Food delivery and digital subscription services are witnessing a surge in sales while department stores, fashion chains and restaurants are taking a hit, as consumers opt to stay in with a takeaway to avoid the recent storms and the coronavirus outbreak.
In the latest blow to retailers already suffering from the shift to online shopping, more than a quarter of shoppers said they were avoiding high streets and other busy places because they were afraid of contracting the bug, according to a survey by debit and credit card operator Barclaycard.
Department store sales slid 3.6% in February and restaurants took a 6.4% hit, while spending on clothing dropped 1.7% as shoppers stayed at home to avoid storms Ciara and Dennis, according to the card firm.
Travel agents and airlines saw sales fall by 0.3% and 0.7% respectively – before the most draconian travel restrictions, relating to countries such as Italy and China, kicked in.
In contrast, digital content and subscriptions services – such as Netflix and Now TV – saw growth of 12.4%, while takeaways and fast food sales rose 8.7%.
The figures were backed up by data from the British Retail Consortium (BRC) and advisory firm KPMG, which showed a 0.4% slide in sales at established stores last month. Online non-food sales rose 3.6% compared with a 1.8% decline in stores. Food sales rose 1%.
Helen Dickinson, chief executive of the BRC, said: “Clouds continued to hang over the retail industry in February, as Storms Ciara, Dennis and Jorge took their toll on retail sales, particularly in fashion.
“Despite many indicators suggesting a rise in confidence among UK shoppers in recent months, this has failed to translate into higher retail sales. However, the end of the month saw a slight rise in spending on food and healthcare as a result of concerns around coronavirus.”
Paul Martin, UK head of retail at KPMG, said the much hoped for “Boris bounce” that was supposed to follow December’s election had struggled to materialise and coronavirus was now having an impact.
“February saw the UK get hit by one storm after another, so it’s unsurprising that online fared fractionally better than the high street. Generally, though, demand for non-food items remains woefully low.”
The BRC and Barclaycard figures do not include a rapid rise in sales at supermarkets in the past week as shoppers have stocked up on essentials such as toilet rolls, hand sanitiser, dried pasta and tinned tomatoes.

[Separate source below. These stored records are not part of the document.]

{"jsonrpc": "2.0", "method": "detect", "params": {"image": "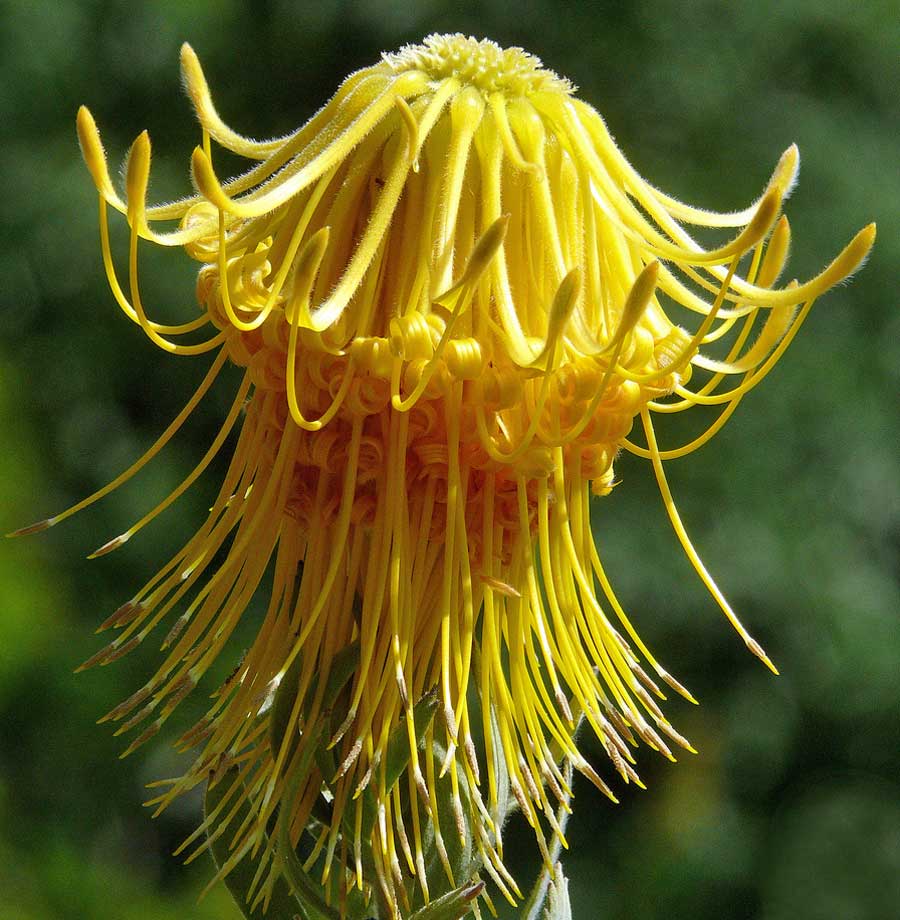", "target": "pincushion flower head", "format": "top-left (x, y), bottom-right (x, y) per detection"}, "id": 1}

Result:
top-left (17, 35), bottom-right (874, 916)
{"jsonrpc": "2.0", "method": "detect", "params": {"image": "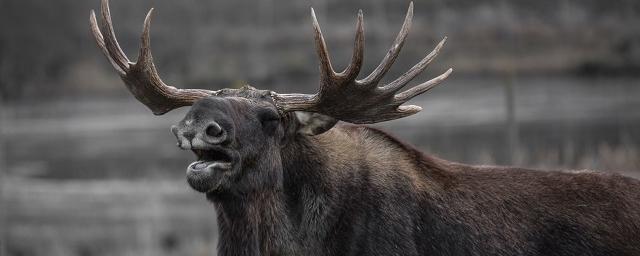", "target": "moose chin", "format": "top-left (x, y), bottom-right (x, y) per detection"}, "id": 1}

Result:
top-left (90, 0), bottom-right (640, 255)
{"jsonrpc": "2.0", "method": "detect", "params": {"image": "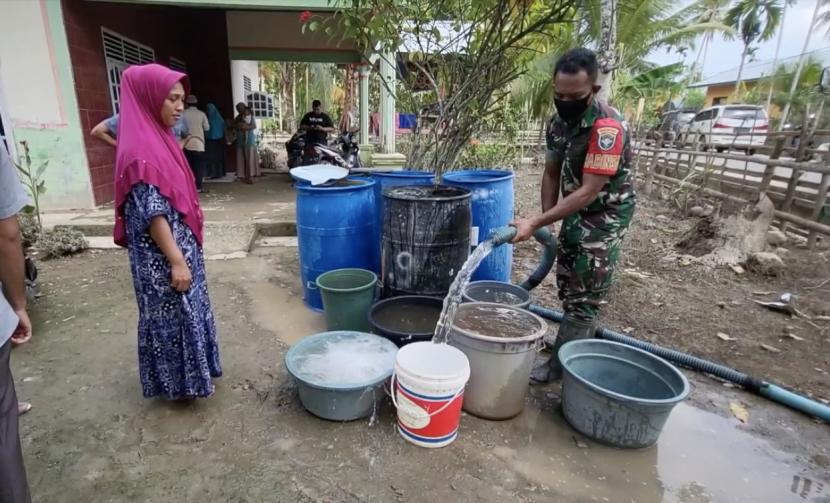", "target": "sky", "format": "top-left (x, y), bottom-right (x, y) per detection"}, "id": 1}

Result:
top-left (648, 0), bottom-right (830, 78)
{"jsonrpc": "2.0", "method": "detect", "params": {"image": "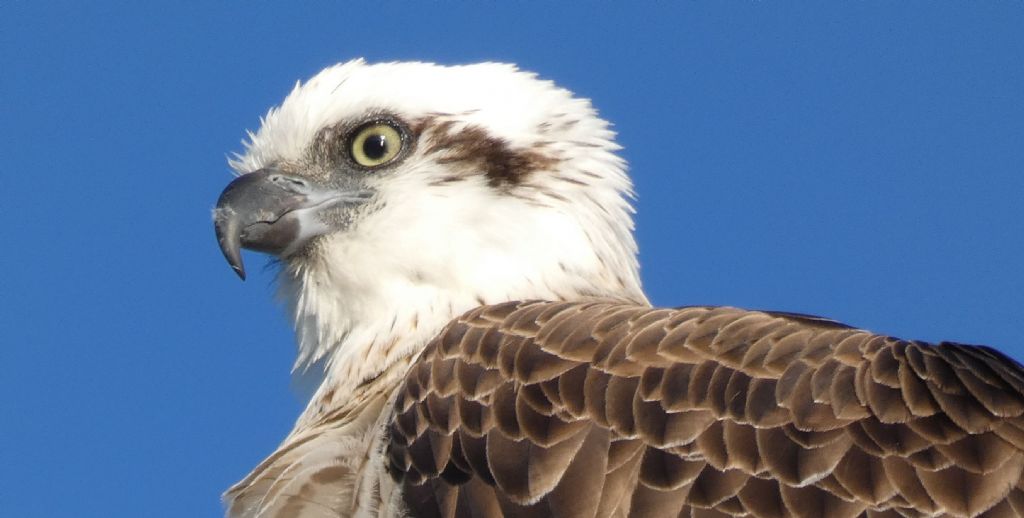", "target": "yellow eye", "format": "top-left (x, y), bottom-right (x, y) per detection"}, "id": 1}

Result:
top-left (349, 122), bottom-right (402, 167)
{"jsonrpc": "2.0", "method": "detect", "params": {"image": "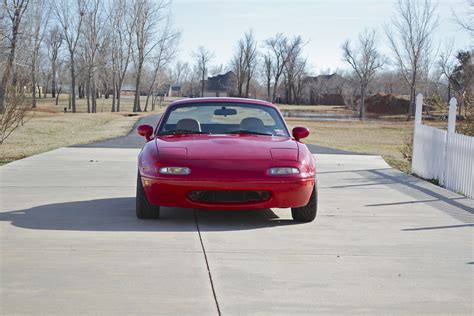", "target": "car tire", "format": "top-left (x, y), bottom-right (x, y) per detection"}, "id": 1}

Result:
top-left (136, 172), bottom-right (160, 219)
top-left (291, 182), bottom-right (318, 222)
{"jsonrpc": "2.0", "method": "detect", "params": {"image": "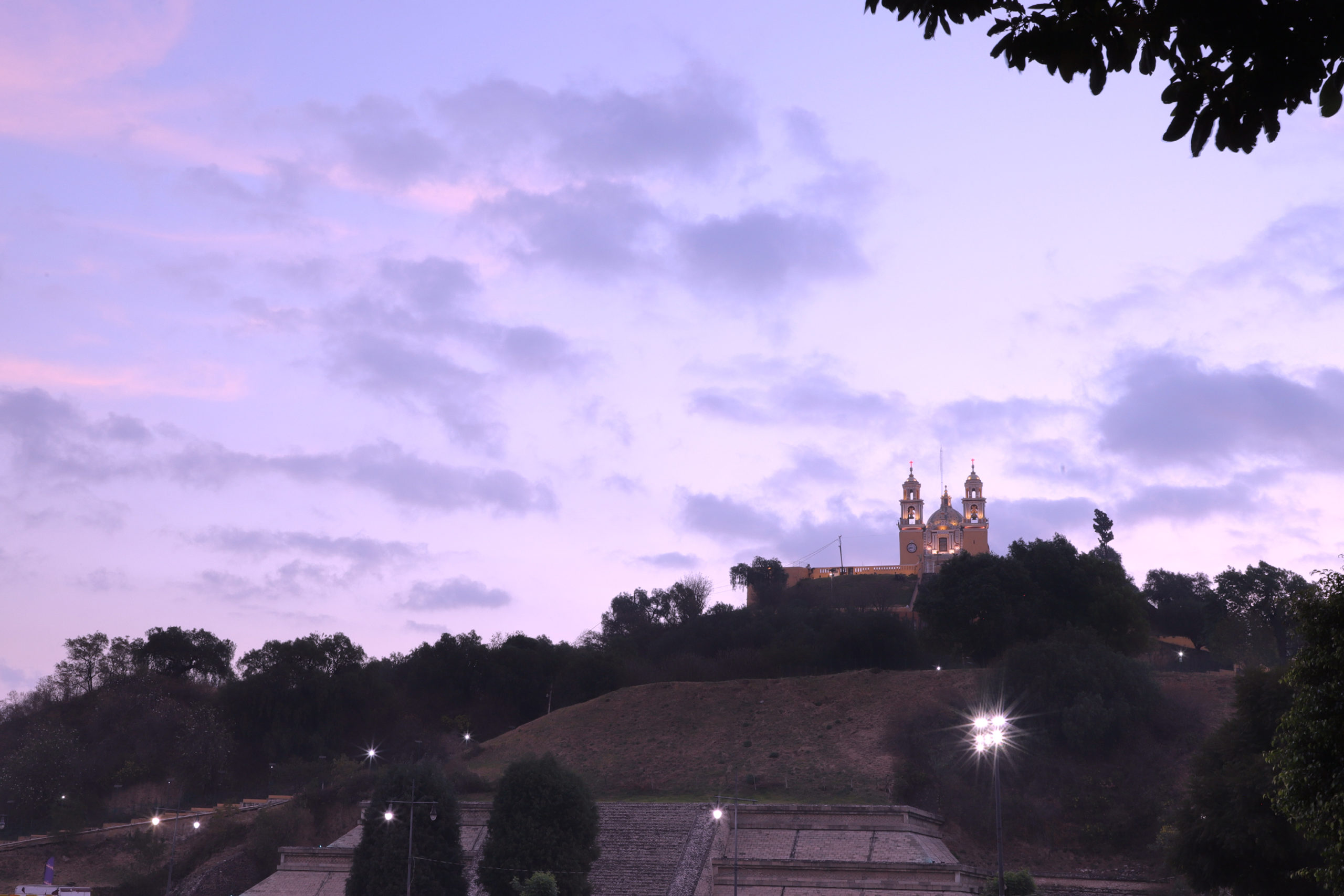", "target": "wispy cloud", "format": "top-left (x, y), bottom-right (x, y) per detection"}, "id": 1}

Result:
top-left (401, 575), bottom-right (512, 610)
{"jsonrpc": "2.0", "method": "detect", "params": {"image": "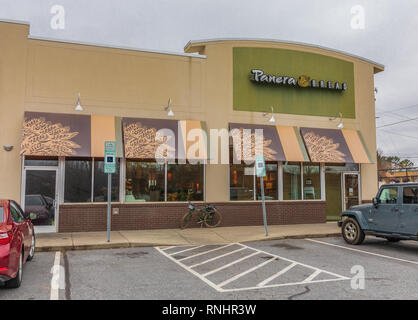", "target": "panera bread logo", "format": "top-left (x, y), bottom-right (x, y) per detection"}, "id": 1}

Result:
top-left (250, 69), bottom-right (347, 91)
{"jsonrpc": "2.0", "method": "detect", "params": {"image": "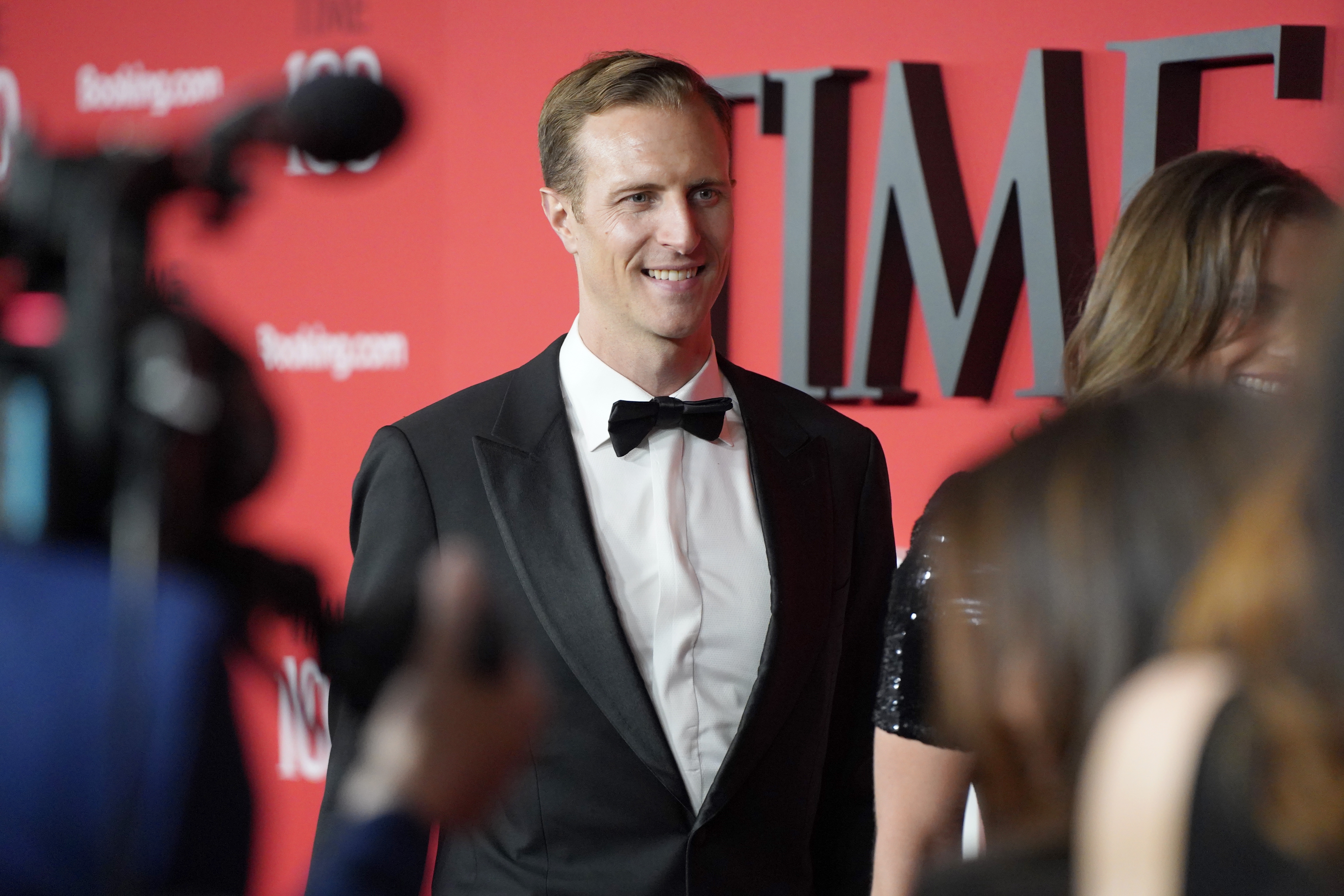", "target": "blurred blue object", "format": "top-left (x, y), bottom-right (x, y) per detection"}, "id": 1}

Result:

Neither does it include hospitality businesses, such as nightclubs, hotels and restaurants, that have seen a downturn in sales and cancelled bookings.
Martin said: “The coming weeks will be of key importance to the sector. Retailers will be hoping that the chancellor can provide stability and certainty after prolonged volatility and uncertainty.
“Business rates will be front of mind for many but it remains to be seen whether any form of relief will be offered. Even then, that relief could be too little, too late for some of those struggling.”
Retailers are hoping that Rishi Sunak will give more details on the Conservatives’ manifesto commitment to carry out a “fundamental review” of business rates in Wednesday’s budget after a string of high-profile failures including Mothercare and Beales as well as multiple store closures by the likes of Debenhams and Marks & Spencer.
Last month, more than 50 retail industry leaders, including the chief executives of M&S, Boots and Debenhams, wrote to the then chancellor – Sajid Javid – calling for action on business rates.